Si racconta che il Re si
recò un pomeriggio in visita al convento delle suore di San Gregorio
Armeno e, dopo aver visitato la cappella ed il convento, fu
accompagnato dalle sorelle nel refettorio, ove su un grande tavolo era
preparato un buffet in cui facevano bella mostra di se aragoste, pesci
arrostiti, polli e fagiani oltre a della splendida frutta.
Il Re era un gran
mangiatore ma si scusò dicendo che da poco aveva finito di pranzare e
non sarebbe stato il caso riaffrontare un pasto del genere.

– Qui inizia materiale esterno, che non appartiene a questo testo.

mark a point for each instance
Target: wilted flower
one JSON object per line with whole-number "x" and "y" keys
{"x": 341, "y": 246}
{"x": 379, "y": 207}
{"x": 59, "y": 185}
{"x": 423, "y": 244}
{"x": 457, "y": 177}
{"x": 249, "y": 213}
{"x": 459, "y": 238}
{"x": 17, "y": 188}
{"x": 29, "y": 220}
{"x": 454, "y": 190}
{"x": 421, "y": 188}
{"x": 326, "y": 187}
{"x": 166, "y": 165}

Ma le
suorine con sguardi di complicità pregarono Re Ferdinando di degnarsi
di un assaggio, quale fu
la sorpresa del sovrano quando si accorse che tutto quel Ben di Dio
non erano altro che dolci efficientemente scolpiti con la pasta di
mandorle e certosinamente dipinti a mano.
Questa tradizione di
pasta reale è rimasta oggi soprattutto in Sicilia dove ci sono degli
abilissimi artigiani di pasta martorana o reale.
I
Mustacciuoli
Dalla forma romboidale
ricoperti di glassa al cioccolato, il loro nome è legato alle antiche
preparazioni contadine che utilizzavano il mosto, mustacea era infatti
il loro nome latino, col
quale venivano preparati per essere resi più dolci.
I
Susamielli
A forma di 'S' i
Sosamielli venivano impastati con del miele liquido ed anticamente
venivano distinti in sosamiello nobile, preparato con la farina bianca
e v'era l'usanza di offrirlo alle persone di riguardo, il sosamiello
per zampognari, impastato con farina ed elementi di scarto, che veniva
offerto al personale di servizio ai contadini in visita e a coloro che
venivano a suonare in casa, ed in ultimo il sosamiello del buon
cammino imbottito con la marmellata di amarene e che veniva offerto ai
soli religiosi.
Le
Sapienze
Devono il loro nome al
Convento di S.Maria della Sapienza, in cui venivano egregiamente
preparate dalle Clarisse.
I
Divinamore
A base di pan di Spagna
ricoperto di colorata glassa rosa traggono il loro nome dalle
Religiose dell'omonina comunità di clausura.
Il
Roccocò
A forma di ciambella,
adatto a chi ha denti solidi, trae
la sue origini invece dal francese rocaille per la barocca e
rotondeggiante forma di conchiglia.
La
legenda della Pastiera Napoletana
(estratto
da sito internet)
L’origine della
Pastiera è antichissima e proviene da culti pagani per celebrare
l’arrivo della primavera.
La leggenda dice che la
sirena Partenope aveva scelto come dimora il bellissimo golfo di
Napoli e da lì cantava con voce melodiosa e dolcissima.
La gente allora per
ringraziarla di questo meraviglioso canto le portò dei doni, sette
doni per l’esattezza, come le sette meraviglie del mondo, ognuno dei
quali aveva un significato:
1) la farina, simbolo di
ricchezza,
2) la ricotta, simbolo
di abbondanza,
3) le uova, simbolo di
riproduzione,
4) il grano cotto nel
latte, simbolo della fusione del regno animale e di quello vegetale,
5) i fiori d’arancio,
profumo della terra campana,
6) le spezie, omaggio di
tutti i popoli
7) lo zucchero per
acclamare la dolcezza del canto della sirena.
La sirena gradì i doni,
ma nel raccoglierli li mescolò in un amalgama che le lasciò tra le
mani la prima pastiera di cui fu l’inconsapevole autrice.
La pastiera è entrata
poi nella tradizione cristiana diventando il dolce con cui festeggiare
la Santa Pasqua.
Le suore
avevano una modalità di preparazione tutta - diciamo -
particolare: si vociferava – voce di popolo, voce di Dio – che le
monache lavorassero la pasta in maniera alquanto insolita: quelle che
disponevano di natiche e fianchi più floridi, si sedevano sopra
l’impasto che era stato messo sui sedili di marmo del loro chiostro
e, sussurrando devote preghiere si dimenavano a lungo e ritmicamente
permettendo così alla pasta di crescere rigogliosa.